Free menstrual products to be available at city facilities in Cambridge
The city supplies other hygiene products like toilet paper or soap: delegate
The City of Cambridge will become the latest municipality in Ontario to offer free menstrual products in public washrooms at city-run facilities starting early next year.
All but one council member voted in favour of a motion presented by Coun. Donna Reid on Thursday. The decision will cost to taxpayers $0.27 per household.
This is the second time Reid has brought such a motion to council. In 2019, she said she was "frustrated" when council voted her first attempt down. Since then, a number of municipalities in Ontario including the City of Kitchener have passed motions or begun pilot projects to offer pads and tampons in city-run facilities and in public schools.
At a special budget meeting Thursday, council heard from a number of delegates, including Vanessa Tonzik. Tonzik argued in support of the motion as youth action co-ordinator at the Cambridge Self-Help Food Bank.

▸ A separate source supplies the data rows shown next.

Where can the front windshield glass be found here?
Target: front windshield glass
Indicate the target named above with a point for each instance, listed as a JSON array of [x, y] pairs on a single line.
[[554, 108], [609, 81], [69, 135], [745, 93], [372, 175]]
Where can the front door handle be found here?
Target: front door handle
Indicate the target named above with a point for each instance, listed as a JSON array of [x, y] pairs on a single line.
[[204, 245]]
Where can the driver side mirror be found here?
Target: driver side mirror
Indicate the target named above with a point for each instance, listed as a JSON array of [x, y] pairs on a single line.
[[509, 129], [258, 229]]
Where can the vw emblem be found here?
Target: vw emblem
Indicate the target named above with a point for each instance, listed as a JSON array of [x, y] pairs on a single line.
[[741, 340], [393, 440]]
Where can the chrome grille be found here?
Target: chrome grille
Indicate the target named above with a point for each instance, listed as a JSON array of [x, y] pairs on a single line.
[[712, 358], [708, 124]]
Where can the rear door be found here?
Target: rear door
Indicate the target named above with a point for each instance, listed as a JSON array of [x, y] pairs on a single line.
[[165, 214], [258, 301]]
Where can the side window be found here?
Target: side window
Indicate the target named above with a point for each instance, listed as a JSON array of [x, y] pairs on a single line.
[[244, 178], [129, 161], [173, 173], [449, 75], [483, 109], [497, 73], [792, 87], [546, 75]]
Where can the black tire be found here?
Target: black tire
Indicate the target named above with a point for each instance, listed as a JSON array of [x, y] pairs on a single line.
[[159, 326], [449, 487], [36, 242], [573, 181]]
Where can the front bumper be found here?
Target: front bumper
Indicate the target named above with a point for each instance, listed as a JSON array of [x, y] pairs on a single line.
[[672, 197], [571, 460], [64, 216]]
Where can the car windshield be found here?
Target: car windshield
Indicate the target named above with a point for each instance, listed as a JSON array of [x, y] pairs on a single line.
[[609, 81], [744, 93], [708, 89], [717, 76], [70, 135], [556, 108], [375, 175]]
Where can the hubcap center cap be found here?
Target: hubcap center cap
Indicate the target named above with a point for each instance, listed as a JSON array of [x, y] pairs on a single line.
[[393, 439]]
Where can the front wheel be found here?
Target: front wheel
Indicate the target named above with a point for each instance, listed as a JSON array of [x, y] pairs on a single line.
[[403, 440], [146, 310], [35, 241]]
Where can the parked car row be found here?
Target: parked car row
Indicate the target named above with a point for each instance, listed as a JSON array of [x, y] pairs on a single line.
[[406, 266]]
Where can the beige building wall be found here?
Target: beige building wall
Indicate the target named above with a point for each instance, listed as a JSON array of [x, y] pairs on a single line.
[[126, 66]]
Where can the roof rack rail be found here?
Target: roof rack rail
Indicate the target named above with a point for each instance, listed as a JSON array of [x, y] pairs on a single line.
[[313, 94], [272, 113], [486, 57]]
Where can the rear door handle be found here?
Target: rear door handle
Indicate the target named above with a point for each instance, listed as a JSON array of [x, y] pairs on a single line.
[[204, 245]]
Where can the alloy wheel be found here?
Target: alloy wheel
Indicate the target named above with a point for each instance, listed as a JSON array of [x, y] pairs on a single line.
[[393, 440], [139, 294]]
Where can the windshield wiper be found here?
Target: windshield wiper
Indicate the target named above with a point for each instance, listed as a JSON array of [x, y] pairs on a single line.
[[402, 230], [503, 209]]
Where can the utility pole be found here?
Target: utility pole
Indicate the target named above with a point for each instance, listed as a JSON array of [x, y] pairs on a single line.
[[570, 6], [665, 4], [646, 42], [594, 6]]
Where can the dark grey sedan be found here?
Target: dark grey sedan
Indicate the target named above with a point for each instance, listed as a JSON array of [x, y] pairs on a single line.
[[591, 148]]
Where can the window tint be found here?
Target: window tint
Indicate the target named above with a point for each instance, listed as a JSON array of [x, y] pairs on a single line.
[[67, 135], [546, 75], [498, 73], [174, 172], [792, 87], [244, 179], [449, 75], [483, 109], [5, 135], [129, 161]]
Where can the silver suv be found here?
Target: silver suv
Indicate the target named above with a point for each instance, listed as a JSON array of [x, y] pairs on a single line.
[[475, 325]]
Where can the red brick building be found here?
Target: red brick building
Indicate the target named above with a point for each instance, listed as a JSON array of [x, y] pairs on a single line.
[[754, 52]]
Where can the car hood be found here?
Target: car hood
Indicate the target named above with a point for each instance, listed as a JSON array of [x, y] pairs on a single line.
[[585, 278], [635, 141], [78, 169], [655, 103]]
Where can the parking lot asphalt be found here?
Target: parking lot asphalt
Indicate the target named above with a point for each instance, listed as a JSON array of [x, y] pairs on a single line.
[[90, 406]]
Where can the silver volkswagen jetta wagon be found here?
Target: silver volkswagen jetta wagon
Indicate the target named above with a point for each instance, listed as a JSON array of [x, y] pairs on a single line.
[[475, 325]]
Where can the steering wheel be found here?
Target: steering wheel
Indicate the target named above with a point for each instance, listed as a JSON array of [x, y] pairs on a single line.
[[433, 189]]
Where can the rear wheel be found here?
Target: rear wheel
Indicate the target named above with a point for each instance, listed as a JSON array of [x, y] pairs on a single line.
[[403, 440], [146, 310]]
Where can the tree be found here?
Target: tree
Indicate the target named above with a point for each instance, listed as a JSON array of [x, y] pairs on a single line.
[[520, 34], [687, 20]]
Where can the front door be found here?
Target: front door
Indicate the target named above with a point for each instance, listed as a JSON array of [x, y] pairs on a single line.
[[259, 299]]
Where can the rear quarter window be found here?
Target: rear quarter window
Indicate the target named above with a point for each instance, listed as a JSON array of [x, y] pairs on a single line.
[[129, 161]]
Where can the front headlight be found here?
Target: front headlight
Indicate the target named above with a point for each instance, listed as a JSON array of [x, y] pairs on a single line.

"These products are a necessity, not a luxury," said Tonzik. "We wouldn't dream of expecting visitors to come to city facilities to provide their own toilet paper, soap or paper towels when visiting a restroom. Surely menstrual products deserve the same consideration."
Ried said compared with the last time she presented this motion to council, it was clear from the number of delegates who came to speak that it's something the community wants.

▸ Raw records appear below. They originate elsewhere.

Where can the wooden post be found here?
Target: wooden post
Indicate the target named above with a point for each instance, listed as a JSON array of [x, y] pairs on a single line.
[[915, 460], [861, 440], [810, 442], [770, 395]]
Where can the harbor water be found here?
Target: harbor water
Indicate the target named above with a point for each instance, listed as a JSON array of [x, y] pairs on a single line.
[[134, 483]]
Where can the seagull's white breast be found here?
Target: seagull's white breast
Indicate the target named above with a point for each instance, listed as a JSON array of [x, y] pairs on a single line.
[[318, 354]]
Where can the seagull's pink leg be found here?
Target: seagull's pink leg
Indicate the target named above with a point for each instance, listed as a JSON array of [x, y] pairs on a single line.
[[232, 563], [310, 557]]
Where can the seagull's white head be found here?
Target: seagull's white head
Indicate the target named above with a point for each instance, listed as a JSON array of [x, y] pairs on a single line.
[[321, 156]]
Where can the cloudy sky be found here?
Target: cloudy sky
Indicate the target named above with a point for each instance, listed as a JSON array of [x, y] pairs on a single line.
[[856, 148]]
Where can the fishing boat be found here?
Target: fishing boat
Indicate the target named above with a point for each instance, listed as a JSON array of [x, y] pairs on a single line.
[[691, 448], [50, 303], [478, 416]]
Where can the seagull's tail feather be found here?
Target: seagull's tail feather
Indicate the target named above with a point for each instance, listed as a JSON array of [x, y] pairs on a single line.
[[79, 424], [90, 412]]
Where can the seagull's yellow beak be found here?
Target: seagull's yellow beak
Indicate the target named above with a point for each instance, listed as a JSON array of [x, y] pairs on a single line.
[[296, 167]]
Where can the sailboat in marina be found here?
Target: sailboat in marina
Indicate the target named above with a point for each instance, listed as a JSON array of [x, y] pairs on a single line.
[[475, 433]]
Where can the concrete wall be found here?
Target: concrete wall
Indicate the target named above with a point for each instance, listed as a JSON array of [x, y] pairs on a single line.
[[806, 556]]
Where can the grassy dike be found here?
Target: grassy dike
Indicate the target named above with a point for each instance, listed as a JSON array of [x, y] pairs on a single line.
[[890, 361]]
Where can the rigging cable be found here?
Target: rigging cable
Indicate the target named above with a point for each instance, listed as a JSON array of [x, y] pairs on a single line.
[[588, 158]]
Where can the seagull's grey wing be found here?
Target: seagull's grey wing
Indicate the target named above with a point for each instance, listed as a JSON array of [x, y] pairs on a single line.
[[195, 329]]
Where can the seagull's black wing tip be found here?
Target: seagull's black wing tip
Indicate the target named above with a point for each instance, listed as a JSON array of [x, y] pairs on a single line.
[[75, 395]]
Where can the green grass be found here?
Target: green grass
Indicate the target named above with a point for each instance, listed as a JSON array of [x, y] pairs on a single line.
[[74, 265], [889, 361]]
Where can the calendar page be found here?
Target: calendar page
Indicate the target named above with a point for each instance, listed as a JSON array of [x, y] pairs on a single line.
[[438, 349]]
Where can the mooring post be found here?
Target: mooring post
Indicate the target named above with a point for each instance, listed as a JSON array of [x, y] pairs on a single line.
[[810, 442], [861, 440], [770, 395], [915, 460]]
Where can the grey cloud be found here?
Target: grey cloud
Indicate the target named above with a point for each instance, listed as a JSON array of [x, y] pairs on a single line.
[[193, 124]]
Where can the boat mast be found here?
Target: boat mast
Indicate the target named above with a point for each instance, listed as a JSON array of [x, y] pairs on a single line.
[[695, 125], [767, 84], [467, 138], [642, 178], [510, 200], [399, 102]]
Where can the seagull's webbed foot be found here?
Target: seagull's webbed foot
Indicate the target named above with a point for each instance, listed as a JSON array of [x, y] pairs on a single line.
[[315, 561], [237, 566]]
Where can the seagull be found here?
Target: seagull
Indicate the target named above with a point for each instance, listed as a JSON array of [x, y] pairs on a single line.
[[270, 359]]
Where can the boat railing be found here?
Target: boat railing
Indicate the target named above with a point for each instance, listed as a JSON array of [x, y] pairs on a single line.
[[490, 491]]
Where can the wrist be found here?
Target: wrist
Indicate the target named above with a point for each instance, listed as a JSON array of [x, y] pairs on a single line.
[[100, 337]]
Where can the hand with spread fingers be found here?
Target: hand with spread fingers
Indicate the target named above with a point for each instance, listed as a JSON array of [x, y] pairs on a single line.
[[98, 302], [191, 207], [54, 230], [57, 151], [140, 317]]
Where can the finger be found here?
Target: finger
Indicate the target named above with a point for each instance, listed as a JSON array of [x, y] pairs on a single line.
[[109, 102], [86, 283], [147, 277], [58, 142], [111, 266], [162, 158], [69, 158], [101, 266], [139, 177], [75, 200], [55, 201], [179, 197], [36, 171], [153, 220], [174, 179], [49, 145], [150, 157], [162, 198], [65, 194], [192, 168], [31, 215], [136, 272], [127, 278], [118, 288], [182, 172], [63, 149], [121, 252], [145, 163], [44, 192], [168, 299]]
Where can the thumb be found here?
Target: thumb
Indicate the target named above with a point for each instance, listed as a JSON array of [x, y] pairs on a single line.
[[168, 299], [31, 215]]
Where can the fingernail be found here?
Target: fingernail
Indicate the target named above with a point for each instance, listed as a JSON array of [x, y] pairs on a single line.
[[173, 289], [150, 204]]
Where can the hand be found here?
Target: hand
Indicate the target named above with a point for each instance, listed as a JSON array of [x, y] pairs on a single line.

"I think that the council felt very comfortable that this was something that should happen," said Reid in an interview with CBC Kitchener-Waterloo. "And I think that over two years people have learned a great deal about this and and learned from the experiences of other cities who have done it."

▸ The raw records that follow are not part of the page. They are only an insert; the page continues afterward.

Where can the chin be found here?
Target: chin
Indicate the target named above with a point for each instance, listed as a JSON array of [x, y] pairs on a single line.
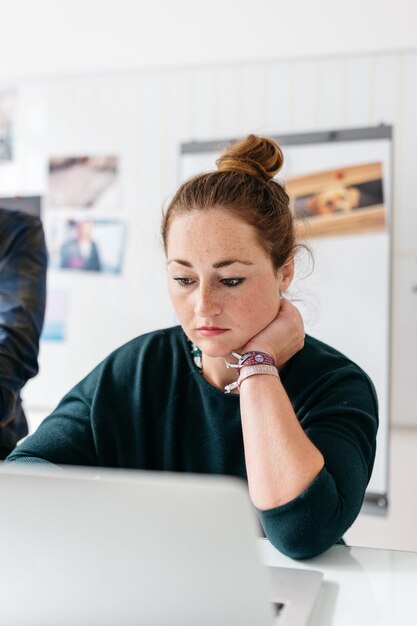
[[216, 347]]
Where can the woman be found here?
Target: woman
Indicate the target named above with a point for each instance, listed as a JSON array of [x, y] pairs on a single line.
[[299, 420]]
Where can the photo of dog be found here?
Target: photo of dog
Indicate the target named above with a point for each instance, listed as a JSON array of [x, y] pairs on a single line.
[[338, 201], [334, 199]]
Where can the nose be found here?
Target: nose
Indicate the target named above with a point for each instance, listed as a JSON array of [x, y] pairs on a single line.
[[207, 304]]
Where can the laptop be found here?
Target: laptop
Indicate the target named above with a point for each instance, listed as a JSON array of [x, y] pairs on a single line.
[[116, 547]]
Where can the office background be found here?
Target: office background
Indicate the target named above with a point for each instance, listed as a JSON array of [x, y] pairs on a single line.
[[135, 81]]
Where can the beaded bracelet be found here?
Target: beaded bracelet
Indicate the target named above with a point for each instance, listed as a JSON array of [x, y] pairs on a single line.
[[253, 362], [252, 370]]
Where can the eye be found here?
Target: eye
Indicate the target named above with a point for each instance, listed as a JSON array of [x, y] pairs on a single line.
[[232, 282], [183, 281]]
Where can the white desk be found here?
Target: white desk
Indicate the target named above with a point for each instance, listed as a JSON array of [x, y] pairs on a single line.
[[362, 586]]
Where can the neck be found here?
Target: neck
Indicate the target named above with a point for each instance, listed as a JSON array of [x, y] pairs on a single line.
[[216, 372]]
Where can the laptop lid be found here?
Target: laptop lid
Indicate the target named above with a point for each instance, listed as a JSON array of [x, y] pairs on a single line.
[[128, 548], [84, 546]]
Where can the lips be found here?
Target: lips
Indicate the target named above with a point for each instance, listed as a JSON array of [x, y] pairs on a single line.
[[210, 331]]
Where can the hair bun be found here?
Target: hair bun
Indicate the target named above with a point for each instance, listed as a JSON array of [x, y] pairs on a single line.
[[259, 156]]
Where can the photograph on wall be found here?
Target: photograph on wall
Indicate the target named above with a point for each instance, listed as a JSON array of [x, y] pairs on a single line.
[[83, 182], [340, 201], [56, 314], [7, 124], [92, 245]]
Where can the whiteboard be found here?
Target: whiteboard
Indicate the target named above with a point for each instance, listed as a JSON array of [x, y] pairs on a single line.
[[345, 300]]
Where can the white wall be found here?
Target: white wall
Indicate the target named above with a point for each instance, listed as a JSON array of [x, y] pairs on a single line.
[[53, 37]]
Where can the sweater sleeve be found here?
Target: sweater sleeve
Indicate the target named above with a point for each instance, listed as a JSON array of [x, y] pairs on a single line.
[[23, 262], [66, 436], [340, 416]]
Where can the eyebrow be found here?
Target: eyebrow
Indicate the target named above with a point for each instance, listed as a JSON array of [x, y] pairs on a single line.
[[217, 265]]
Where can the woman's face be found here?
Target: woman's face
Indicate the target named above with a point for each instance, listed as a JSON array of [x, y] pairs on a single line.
[[221, 282]]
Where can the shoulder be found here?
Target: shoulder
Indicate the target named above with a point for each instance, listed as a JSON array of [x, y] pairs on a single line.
[[19, 228], [156, 347], [319, 364]]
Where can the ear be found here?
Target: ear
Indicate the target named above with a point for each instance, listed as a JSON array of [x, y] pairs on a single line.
[[286, 274]]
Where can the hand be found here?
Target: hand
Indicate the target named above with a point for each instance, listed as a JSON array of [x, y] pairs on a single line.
[[283, 337]]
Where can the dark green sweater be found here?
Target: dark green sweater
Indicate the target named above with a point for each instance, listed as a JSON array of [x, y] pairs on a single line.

Kevin Hiebert, with the social enterprise group Changing The Flow, called the council's decision a good move forward.
The only councillor to vote against Reid's motion was Coun. Nicholas Ermeta, who took issue with accommodating people who need tampons and pads, over those who he said — for example — are on blood thinners, bleed easily and may need access to bandages.
"I guess the struggle with me is that there are a number of different needs in the community," said Ermeta on Thursday. "So I would prefer a different approach rather than just providing a free product in every washroom."
The program will cost the City of Cambridge $18,400, to set up, and then $4,000 yearly for supplies. Staff has yet to determine if products will be distributed through a dispensary or a tray/basket service, said Reid.